Interestingly, our youngest child now goes to his parents, in part, I think, for the same type of validation that he came to us seeking. He needed a friendly place where being gay wasn’t regarded as a moral crisis. And now our daughter needs a place where it’s okay to believe in God, of something beyond the here and now. They take her to church and answer her questions, and I appreciate the time and care they devote to her. I trust them with her young mind, as I like to believe they trusted me with Drew’s.
That cup of sugar he borrowed? It always came back, a little sweeter and a lot tastier. Usually as cookies baked by Drew himself.
My boy is close to thirty now. He still sings for his supper on occasion, only now he gets paid and people stand and applaud when he’s done. (He’s an actor, don’t you know.) Also, he recently wrote a book with his father, the Evangelical theologian who still teaches at that same conservative Christian college, except now it’s a university.

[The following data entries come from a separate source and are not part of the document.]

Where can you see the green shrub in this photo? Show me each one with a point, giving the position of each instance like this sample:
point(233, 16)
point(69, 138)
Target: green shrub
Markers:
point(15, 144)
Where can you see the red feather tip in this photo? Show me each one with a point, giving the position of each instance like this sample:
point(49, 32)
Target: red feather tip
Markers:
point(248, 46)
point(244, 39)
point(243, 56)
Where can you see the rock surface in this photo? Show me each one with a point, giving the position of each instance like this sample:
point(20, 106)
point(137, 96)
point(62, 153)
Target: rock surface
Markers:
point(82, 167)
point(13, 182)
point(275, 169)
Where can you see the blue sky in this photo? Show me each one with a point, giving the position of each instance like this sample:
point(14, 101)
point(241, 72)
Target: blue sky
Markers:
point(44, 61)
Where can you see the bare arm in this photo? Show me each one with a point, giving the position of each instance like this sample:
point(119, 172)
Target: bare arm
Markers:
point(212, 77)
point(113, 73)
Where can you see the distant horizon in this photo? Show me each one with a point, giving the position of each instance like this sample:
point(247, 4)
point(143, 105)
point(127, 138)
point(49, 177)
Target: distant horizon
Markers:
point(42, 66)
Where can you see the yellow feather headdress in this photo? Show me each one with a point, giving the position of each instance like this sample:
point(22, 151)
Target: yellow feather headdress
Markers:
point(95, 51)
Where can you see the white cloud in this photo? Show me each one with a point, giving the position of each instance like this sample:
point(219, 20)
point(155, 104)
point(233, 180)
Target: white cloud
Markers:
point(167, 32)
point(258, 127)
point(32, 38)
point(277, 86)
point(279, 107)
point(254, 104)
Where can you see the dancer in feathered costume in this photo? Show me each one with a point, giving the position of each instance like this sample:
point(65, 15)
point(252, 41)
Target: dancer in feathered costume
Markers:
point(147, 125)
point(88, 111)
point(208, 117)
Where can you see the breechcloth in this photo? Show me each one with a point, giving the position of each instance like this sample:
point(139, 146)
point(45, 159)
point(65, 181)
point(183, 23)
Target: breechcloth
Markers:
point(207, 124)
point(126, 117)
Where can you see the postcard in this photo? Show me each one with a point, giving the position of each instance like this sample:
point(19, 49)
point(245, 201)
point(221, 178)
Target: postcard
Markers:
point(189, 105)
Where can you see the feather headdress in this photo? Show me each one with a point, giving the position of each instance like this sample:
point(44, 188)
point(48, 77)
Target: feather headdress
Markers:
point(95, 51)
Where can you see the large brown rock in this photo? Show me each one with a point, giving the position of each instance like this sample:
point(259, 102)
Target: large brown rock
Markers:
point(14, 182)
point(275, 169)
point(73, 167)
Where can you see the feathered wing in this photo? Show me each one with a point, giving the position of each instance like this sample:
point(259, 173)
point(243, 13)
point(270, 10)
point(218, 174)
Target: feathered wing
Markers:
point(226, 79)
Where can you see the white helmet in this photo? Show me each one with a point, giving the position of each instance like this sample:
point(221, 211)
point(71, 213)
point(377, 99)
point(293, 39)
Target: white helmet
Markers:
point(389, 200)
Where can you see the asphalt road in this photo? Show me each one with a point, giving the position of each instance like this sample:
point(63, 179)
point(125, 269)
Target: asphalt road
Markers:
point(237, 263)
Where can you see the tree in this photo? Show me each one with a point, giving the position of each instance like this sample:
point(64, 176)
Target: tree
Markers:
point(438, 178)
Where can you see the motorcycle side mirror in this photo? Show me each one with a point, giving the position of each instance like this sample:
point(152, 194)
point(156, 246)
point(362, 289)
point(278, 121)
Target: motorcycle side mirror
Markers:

The book, Space at the Table, is about their struggle, about how hard they both worked–and continue to work–at having a relationship. It’s about a boy trying to impress the very best man he knew, and about a man who didn’t need to be impressed because his love for that boy was–and still is–boundless. It’s about a family making Space at the Table for conflicting ideologies and open discussions. And, above all, it’s about Drew struggling to let himself live in that same light that he shares so easily with those around him.
This book is important to me personally, because it’s the story behind the story. It’s my boy in a whole new light. More than that, though, this book is important because it fosters communication, understanding, and love. It suggests that it’s okay to love your kids…even if your kid is gay and you’re a conservative evangelical Christian. That, I believe, is a message the world needs to here. And Drew is just the boy to sing it for us.